As the country experiences the broadest outbreak since the pandemic started, residents are grappling with snap lockdowns at malls and offices, confinements at home, and daily nucleic acid tests. In Tibet and Xinjiang, two of the country’s most repressed regions, COVID chaos recently sparked public outcries, as residents said they were denied food and medical help. 

Advertisement

The bus that toppled was transporting passengers from the city of Guiyang to Libo, a neighboring county more than 200 km away, as the city had run out of quarantine space, Chinese outlets reported. Other cities, including Xian, Shanghai and Hangzhou, have implemented similar measures in the past, where they moved entire communities to centralized quarantine in the outskirts to prevent an outbreak in urban areas.  

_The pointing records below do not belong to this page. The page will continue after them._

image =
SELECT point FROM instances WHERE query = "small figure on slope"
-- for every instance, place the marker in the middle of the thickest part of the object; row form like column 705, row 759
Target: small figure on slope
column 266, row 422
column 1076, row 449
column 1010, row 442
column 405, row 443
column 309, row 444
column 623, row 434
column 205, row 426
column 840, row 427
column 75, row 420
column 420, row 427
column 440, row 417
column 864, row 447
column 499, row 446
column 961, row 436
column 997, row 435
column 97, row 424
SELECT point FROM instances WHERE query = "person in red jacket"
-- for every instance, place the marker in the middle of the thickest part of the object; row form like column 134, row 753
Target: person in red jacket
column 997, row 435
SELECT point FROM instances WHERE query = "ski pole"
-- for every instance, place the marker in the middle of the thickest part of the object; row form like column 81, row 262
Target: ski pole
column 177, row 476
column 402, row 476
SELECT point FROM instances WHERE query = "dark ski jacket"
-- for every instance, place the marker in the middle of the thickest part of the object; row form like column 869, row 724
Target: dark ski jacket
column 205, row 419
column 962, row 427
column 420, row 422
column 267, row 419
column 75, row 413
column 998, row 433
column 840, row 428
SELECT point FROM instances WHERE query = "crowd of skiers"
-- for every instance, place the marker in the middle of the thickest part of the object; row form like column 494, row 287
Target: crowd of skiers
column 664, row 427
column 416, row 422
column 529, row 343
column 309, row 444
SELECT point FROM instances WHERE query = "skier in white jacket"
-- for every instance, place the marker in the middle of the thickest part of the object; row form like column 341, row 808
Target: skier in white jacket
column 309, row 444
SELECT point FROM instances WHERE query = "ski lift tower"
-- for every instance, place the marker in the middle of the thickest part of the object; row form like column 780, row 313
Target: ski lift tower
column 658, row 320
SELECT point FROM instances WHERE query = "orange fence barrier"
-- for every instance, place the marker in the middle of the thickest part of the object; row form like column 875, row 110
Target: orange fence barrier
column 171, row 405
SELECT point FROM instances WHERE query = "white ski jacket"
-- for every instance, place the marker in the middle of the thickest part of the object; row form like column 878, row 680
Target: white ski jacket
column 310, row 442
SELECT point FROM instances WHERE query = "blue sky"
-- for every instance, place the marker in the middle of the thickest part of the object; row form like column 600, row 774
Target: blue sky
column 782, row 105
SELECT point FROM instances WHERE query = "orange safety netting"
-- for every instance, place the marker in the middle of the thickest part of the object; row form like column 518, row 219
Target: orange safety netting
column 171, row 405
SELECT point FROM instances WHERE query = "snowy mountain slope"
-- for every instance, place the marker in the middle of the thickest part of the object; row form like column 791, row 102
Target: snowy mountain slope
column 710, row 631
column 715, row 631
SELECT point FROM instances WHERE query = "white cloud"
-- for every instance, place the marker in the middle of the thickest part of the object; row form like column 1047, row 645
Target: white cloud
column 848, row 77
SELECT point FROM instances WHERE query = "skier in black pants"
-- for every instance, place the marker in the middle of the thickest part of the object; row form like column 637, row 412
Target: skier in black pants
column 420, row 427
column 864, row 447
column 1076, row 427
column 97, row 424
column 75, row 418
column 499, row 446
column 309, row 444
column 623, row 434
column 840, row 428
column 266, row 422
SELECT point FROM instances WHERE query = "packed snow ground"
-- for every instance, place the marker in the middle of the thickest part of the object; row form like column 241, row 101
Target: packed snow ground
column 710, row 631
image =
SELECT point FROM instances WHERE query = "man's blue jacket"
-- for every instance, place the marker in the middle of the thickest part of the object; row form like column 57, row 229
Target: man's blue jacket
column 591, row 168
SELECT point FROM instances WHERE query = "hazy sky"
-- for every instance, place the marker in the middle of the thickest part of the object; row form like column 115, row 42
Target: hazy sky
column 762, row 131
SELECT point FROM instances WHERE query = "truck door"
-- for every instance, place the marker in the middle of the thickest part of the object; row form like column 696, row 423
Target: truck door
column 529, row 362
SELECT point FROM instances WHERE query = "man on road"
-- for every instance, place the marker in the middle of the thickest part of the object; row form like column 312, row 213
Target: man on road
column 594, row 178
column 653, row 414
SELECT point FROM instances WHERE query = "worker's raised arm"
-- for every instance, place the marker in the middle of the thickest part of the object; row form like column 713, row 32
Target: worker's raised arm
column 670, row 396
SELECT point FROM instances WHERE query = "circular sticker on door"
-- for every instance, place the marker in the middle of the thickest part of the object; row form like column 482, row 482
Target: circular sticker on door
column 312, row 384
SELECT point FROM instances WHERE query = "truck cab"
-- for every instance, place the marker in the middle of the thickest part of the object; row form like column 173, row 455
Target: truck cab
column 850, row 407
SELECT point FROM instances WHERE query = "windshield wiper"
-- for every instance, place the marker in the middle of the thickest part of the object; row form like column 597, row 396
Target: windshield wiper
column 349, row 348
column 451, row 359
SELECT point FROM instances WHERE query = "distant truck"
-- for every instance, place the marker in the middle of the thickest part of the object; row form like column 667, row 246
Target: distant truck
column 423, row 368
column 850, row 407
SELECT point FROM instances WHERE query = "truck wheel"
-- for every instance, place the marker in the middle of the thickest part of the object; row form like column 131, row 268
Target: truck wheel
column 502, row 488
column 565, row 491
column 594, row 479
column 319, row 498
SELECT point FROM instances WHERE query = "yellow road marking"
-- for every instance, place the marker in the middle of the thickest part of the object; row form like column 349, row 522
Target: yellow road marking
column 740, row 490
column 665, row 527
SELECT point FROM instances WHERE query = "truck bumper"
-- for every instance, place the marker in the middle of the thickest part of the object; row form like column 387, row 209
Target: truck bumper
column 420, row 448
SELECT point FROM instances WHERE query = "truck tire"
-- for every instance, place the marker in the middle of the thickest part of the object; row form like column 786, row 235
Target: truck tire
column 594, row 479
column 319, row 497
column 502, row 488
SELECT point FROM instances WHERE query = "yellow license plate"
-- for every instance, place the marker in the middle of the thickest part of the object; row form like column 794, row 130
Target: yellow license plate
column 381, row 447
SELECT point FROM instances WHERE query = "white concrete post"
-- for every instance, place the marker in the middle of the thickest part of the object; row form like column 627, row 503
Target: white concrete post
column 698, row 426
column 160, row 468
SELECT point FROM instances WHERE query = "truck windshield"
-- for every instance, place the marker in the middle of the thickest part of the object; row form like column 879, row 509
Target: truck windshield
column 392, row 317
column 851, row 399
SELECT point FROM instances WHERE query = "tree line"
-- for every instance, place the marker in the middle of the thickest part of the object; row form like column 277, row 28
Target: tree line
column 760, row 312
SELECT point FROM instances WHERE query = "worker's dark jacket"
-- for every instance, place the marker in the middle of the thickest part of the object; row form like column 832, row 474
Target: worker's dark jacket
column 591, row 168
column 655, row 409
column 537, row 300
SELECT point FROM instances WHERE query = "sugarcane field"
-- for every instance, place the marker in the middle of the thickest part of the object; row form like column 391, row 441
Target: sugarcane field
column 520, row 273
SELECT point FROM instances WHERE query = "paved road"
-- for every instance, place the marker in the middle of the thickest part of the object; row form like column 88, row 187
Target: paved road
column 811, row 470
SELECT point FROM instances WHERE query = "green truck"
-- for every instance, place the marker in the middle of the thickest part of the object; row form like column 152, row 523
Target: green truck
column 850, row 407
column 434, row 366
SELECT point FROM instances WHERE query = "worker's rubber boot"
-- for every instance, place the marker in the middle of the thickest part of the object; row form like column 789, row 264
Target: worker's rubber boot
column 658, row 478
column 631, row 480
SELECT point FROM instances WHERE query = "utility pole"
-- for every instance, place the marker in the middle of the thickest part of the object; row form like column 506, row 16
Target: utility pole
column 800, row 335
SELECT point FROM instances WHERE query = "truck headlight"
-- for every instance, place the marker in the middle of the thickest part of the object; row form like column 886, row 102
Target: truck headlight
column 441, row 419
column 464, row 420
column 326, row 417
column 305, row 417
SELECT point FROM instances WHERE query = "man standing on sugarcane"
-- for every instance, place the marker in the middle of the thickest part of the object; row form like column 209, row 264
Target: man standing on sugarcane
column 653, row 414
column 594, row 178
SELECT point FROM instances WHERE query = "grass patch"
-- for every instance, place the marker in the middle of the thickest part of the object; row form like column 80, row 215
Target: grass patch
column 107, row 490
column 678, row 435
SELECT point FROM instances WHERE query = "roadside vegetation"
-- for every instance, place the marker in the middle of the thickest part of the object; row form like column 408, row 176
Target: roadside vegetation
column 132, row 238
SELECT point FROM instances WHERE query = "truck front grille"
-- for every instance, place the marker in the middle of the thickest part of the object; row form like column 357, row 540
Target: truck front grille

But the policy of requiring close contacts to be admitted in centralized quarantine is outdated, said Jin Dong-yan, a virologist from the University of Hong Kong. “Examples elsewhere, including Hong Kong and Taiwan, have shown that people aren’t necessarily at less risk when they are isolated in quarantine facilities, instead of their homes,” Jin told VICE World News. 

In a press conference on Sunday, Lin Gang, the vice mayor of Guiyang, bowed in apology and expressed “deep sorrow and remorse” for the casualties. Authorities also suspended three junior officials and pledged to investigate the cause of the accident. 

According to a now-deleted post by China’s Ministry of Transport, the deadly accident took place at 2:40 a.m., which suggested the bus violated national safety regulations that ban long-distance road passenger transportation from 2 a.m. to 5 a.m. over concerns of fatigue.

Many Chinese social media users questioned the necessity of the transfer and why it took place late at night. 

Nie Riming, a researcher at the Shanghai Institute of Finance and Law, wrote in an online column that these transfers often take place at night to avoid drawing public attention. He criticized the practice.

“The bus crash in Guiyang is not an isolated accident... Pandemic measures cannot be above the law,” Nie wrote, pointing out other harsh anti-COVID measures in the country, such as sealing residents in their homes during quarantine, blocking roads with barriers, and overusing disinfectants. His post has been removed.